$15 or less: Asian American Film Festival, flicks at Central Cinema, Jennifer Jasper on sexual identity

Plus, exploring the 10 sides of love and Sera Cahoone at Tractor Tavern — for $15 or less.
Crosscut archive image.

Storyteller Jennifer Jasper brings her latest show to the Gay City Health Project this weekend

Plus, exploring the 10 sides of love and Sera Cahoone at Tractor Tavern — for $15 or less.
This week brings together some of my favorite things (they doubtlessly pop up on this calendar again and again): foreign films, short story authors, queer one-woman shows and any excuse to proselytize the glory of John Cusack in "Say Anything." Spoiler alert: This calendar includes me declaring myself “no Romeo,” words I had never planned to utter or type.
Jennifer Jasper’s It Will Kill Them
Gay City Health Project, Thursday 2/6-Saturday 2/8 at 8 p.m., Sunday 2/9 at 2 p.m., $15
Jennifer Jasper is a storyteller, a comedian, the star of her own one-woman shows, and a director (among other things), who’s been vital to Seattle’s performing scene for over two decades. Her latest show, It Will Kill Them, is all about her sexual identity, and told in Jasper’s comedic, improvisational storytelling style. Jasper also hosts the monthly Family Affair at the Jewelbox Theatre — a night dedicated entirely to family storytelling in an array of mediums. More to come on this event, but pencil Wednesday 2/19 into your calendar right now. 
Sera Cahoone
Tractor Tavern, Saturday 2/8 at 9 p.m., $15
Another installment of the Tractor’s 20th Anniversary Celebration, this night should be a memorable one. Seattle singer-songwriter extraordinaire Sera Cahoone (former drummer of Band of Horses) will be backed by a full band, adding another layer to her already soulful folk songs, driven by her strong yet sweet vocals and careful lyrics.

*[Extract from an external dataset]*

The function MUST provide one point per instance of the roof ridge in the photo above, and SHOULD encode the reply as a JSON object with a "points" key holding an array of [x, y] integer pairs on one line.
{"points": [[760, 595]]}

Seattle Asian American Film Festival
Ark Lodge Cinema, 2/6-2/9, $11 general
This festival, which this year strived to focus local filmmakers, has something for everyone: inspiring documentaries (American Revolutionary: The Evolution of Grace Lee Boggs and Seeking Asian Female), an LGBTEQ showcase, the opening night sports documentary Linsanity, a handful of dramas and a few short film showcases (war docs and animated shorts! For free!). Take this as an excuse to head down to the ever-cute Columbia City and support this ambitious, diverse festival, now in its second year after a hiatus. 
Say Anything and Eternal Sunshine of the Spotless Mind
Central Cinema, 2/7-2/11, $6
Every week this month, Central Cinema is killing it on programming; each week are two films rife with nostalgia and quality (and somehow very much like I would have dreamed the pairing into life). We launch off a memorable month with Say Anything and Eternal Sunshine of the Spotless Mind. Weep silently as these two great soundtracks and poignant love stories reverberate through every fiber of your being. And, Eternal Sunshine will be only 99¢ on Tuesday — all the more to spend on snacks!
A Night of Modern LoveCrosscut archive image.
Hugo House, Monday 2/10 at 7 p.m., $5
Editor of The New York Times column Modern Love Daniel Jones will join a few local memoirists for a memorable night discussing love in many of its aspects and incarnations. Jones book Love Illuminated draws from the 50,000 stories that have been submitted to him over the years and explores 10 sides of love — pursuit, destiny, vulnerability, connection, trust, practicality, monotony, infidelity, loyalty and wisdom. I’m no Romeo (or Juliet, though perhaps a bit of the apothecary), but this sounds like a lovely way to spend an evening.
Photo at right: Modern Love editor Daniel Jones. Hugohouse.org.
Roddy Doyle
University Bookstore, Tuesday 2/11 at 7 p.m., Free
Irish fiction writer Roddy Doyle comes to Seattle to read from his newest novel The Guts, a continuation of sorts of his 1980s novels. I first heard of Doyle when Dave Eggers read one of his short stories on The New Yorker fiction podcast, of which I love to sing the praises. Known for his humor and capturing working class Dublin life, Doyle’s work has spanned decades and mediums, with a collection of short stories, a memoir, and some screenplays thrown into the mix. Big Time Brewing company will also be providing free beer at the reading, which seems like a rare treat to me.